Moon, who lived in Cranbury Terrace in Southampton at the time of his first flight, tragically drowned following an air crash off Felixstowe ten years later, aged just 33.
His legacy was to be Southampton's international airport which grew up on the same land as the original flight on North Stoneham Farm.
Colin Van Geffen from the Solent Sky Museum explained how the flight was little more than a "series of hops".
He said: "Sadly it didn't end the way he hoped - when he was landing he struck a tree, got tangled in it, damaged the undercarriage and the aircraft landed in a rather inelegant manner. He wasn't hurt, and was able to the recover the airframe ... and make a more successful flight a few days later."
Moonbeam II was based on French design of a tubular-framed monoplane, with the tail section away from the centre of gravity. It carried a 20 horse power engine on the airfame and had a wooden propeller - the combined weight was 260lbs (118kg).
Southampton was part of the heyday of passenger aviation after World War II.
Moon went on to have distinguished service as a military Flight Commander during World War I but died in an air crash in 1919.
He received full military honours at his funeral at Southampton's Old Cemetery on Southampton Common. The propeller from the plane in which he crashed sits alongside his gravestone.
Aviation takes off
When Moon first took off, it was only seven years after the Wright Brothers' first flight and aviation was still very much its infancy.
However during World War I, Southampton became a staging post for military aircraft.
Between the wars, the area also became a hub for aircraft production and the burgeoning civilian air transportation sector. There were many landmark moments in early aviation - like the arrival of Amelia Earhart who became the first woman to fly across the Atlantic in 1923.
Southampton Water became the ideal staging post for the flying boats - in 1919 the city was the world's first 'air-port'. The flying boats ran until the late 1950s, connecting the UK with the outposts of the empire - as far as Australia and New Zealand as well as making transatlantic crossings.
The land at North Stoneham Farm became the northern end of Southampton Municipal Airport which officially opened in 1932.
The current Ford factory beside Southampton Airport was used to assemble Spitfire fighters during World War II before they were flown out of the airport - re-commissioned as HMS Raven - to their squadrons taking part in the Battle of Britain.
Southampton Airport in the 60s
In the post-war period, commercial airline services grew - a new hard runway in the 1960s meant the airport was suitable for the new generation of jet aircraft.
Colin Van Geffen said: "Southampton is a heartland of aviation development - there was more aviation companies here than anywhere else in the world. Our heritage is rich in the skills, development, technology and the production of aircraft."

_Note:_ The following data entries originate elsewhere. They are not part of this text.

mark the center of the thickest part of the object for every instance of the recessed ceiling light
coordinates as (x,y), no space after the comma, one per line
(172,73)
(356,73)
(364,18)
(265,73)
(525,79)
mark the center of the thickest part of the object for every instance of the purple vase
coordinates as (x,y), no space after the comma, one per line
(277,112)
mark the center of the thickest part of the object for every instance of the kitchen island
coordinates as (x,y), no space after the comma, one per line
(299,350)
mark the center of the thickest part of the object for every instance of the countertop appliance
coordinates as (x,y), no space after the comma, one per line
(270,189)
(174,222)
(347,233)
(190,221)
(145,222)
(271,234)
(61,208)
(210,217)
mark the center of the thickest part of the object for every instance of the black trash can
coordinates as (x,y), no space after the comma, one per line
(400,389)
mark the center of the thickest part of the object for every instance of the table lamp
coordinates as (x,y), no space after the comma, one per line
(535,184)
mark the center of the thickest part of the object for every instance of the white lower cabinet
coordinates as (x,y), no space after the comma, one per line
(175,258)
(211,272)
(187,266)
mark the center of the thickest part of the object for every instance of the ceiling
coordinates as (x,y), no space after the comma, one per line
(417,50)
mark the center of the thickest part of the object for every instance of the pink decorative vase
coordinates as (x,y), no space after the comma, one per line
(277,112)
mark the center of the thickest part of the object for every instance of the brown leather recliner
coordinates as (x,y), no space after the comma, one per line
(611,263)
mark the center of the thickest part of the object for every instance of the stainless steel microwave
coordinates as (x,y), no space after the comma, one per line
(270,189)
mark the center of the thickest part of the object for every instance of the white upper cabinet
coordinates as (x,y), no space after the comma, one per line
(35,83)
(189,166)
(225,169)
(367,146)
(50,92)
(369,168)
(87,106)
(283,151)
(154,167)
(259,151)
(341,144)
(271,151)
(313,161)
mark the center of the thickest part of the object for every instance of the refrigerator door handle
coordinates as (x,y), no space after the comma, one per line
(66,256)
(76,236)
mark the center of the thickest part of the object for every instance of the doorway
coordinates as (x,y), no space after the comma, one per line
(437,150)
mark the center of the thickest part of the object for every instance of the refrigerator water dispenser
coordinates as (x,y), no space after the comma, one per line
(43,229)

Southampton International Airport has continued to expand - with a new passenger terminal opened in 1994, a £3 million runway upgrade in 2000 and the growth of regional airlines like Flybe, Blue Islands and Eastern Airlines contributing to the airport's growth.
Southampton airport in the 1990s
With 900 flights a week to UK and European destinations, employing 1,200 people the airport is still a major contributor to the local community.
Most of the airports regular users come from the local business community.
David Tipple, director of Southampton and Fareham Chamber of Commerce, said: "It puts Southampton on the map in Europe - Southampton flies to 50 airports so that's 50 places in Europe Southampton businesses can do businesses with.
"It doesn't require you to hack all the way up to Heathrow and Gatwick - so it saves time and it saves money."
A series of special events are taking place to mark the centenary of Edwin Moon's first flight. The view from the skies over Stoneham is now very different to when Moon first took off, but the first faltering flight is still a key part of the region's aviation heritage.